LogoPlaying music when someone is typing

It all started when Carmen asked me (something like): "couldn't you play that music from Murder She Wrote at work whenever you're typing?" Given I was on a plane at the time, with nothing much else to do, why not think about it?

Requirement: Play music when someone is typing

Basic idea: play that random annoying music from Murder She Wrote in the office whenever someone is typing

Parts: detect typing + interpret as instructions of when to play music + play music

The hard part is detecting the typing, not because you couldn’t write a program to listen to key presses, but more because people wouldn’t want to install it.

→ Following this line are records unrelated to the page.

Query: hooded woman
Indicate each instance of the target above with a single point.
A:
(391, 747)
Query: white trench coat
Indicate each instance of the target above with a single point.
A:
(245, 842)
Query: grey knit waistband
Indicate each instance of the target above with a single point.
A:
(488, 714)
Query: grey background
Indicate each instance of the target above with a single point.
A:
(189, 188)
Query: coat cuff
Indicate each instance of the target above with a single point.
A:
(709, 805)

All we actually care about is a ‘key stream’ of activity, which indicates someone is typing, so we don’t care about the individual key presses, or even what the keys were. We can also accept a high false positive rate on individual key press, as long as we smooth out any variability over time.

Some ideas that don't involve having direct access to a key-press stream:

  • Listen to the noise of people typing. Probably technically possible, but hard to get right. Would vary a lot over keyboards, and need calibrated.
  • Detect when people’s hands are over the keyboard and moving.

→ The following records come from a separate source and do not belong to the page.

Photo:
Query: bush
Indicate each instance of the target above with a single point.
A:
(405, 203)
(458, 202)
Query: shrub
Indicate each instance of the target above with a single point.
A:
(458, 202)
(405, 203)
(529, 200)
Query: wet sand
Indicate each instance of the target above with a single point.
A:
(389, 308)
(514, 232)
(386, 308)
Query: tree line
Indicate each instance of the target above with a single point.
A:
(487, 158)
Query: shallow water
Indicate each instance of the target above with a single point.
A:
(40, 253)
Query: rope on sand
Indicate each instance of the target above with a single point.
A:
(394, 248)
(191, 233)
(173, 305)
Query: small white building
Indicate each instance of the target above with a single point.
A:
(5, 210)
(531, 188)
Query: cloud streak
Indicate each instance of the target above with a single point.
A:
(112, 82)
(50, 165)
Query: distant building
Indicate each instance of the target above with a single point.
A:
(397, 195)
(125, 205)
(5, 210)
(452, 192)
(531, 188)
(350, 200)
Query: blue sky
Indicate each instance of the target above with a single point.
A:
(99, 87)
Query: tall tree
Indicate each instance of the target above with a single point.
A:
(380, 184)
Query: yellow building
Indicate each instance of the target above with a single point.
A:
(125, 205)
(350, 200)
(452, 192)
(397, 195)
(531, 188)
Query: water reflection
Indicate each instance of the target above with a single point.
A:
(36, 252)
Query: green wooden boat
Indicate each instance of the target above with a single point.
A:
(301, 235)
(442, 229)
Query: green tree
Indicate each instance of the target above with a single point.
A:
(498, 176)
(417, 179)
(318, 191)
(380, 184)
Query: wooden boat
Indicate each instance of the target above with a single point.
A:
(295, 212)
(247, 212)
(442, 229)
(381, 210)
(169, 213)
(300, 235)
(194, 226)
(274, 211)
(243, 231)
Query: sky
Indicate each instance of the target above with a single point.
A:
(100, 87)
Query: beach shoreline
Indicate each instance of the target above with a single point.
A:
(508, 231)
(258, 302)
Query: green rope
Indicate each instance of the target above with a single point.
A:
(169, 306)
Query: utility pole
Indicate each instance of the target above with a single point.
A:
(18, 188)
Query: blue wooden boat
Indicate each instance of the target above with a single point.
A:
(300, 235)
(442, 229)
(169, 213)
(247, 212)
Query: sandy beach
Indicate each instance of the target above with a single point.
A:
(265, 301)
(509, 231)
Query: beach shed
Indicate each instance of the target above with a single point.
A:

This last one has legs. We could actually look for moving flesh i.e. we look at the keyboard area, detect the pixels which are probably from someones hands, and look to see if the number of them change rapidly over time. This is a very low-level detector which would ‘detect’ lots of other things, if it wasn’t looking at a keyboard, but is probably good enough for this problem.

We can validate this perhaps by using an existing flesh-detector and feeding it pictures taken from a camera looking at a keyboard and see if it sees changes. The sampling rate would probably need to be quite high because peoples fingers flit over a a keyboard very fast.

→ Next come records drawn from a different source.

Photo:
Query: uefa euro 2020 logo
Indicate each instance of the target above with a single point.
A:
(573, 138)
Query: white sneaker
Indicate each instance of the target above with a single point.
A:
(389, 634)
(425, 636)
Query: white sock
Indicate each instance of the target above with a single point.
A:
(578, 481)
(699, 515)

To smooth out any noise, we could interpret the %-age of fleshy pixels that are moving as ‘energy’. This could be used with a simple threshold, or used as energy of a 1D ball being thrown up in the air, which we let decay, so that small gaps in energy don’t show up.

We then just need to turn this into either a 'stop playing' or 'start playing' signal. And hire an orchestra. Job done. (Carmen adds: "Also, somebody needs to make a hairdresser’s appointment for everyone typing so that they can all have blue rinse perms done.")

Having a go

Since I'm on holiday, and I've done something similar before, I decided to have a go at the 'flesh-detector' part. Overall, it basically works. The video below shows me using a mirror to get my laptops camera seeing both the keyboard and my hands:

The output is very noisy, and show's a reasonable amount of non-skin pixels, but given I've skipped over quite a few of the steps of the Fleck and Forsyth (described in "Naked People Skin Filter") algorithm, I'm sure it could be cleaned up. For example, I don't try to filter skin-pixels not surrounded by other skin-pixels.

Next steps?

I'm not gonna take this any further, even though it was fun, because I've got plenty of other projects to make progress on. If I was I would most likely look for an existing library and see if that works better. If I couldn't find any better library, the minimum to turn this into a 'typing detector' is probably to do diffs between successive skin-pixel snapshots, and look for motion; something very similar to the method in the article I used as a template.

So, in summary, no need to book the orchestra quite yet.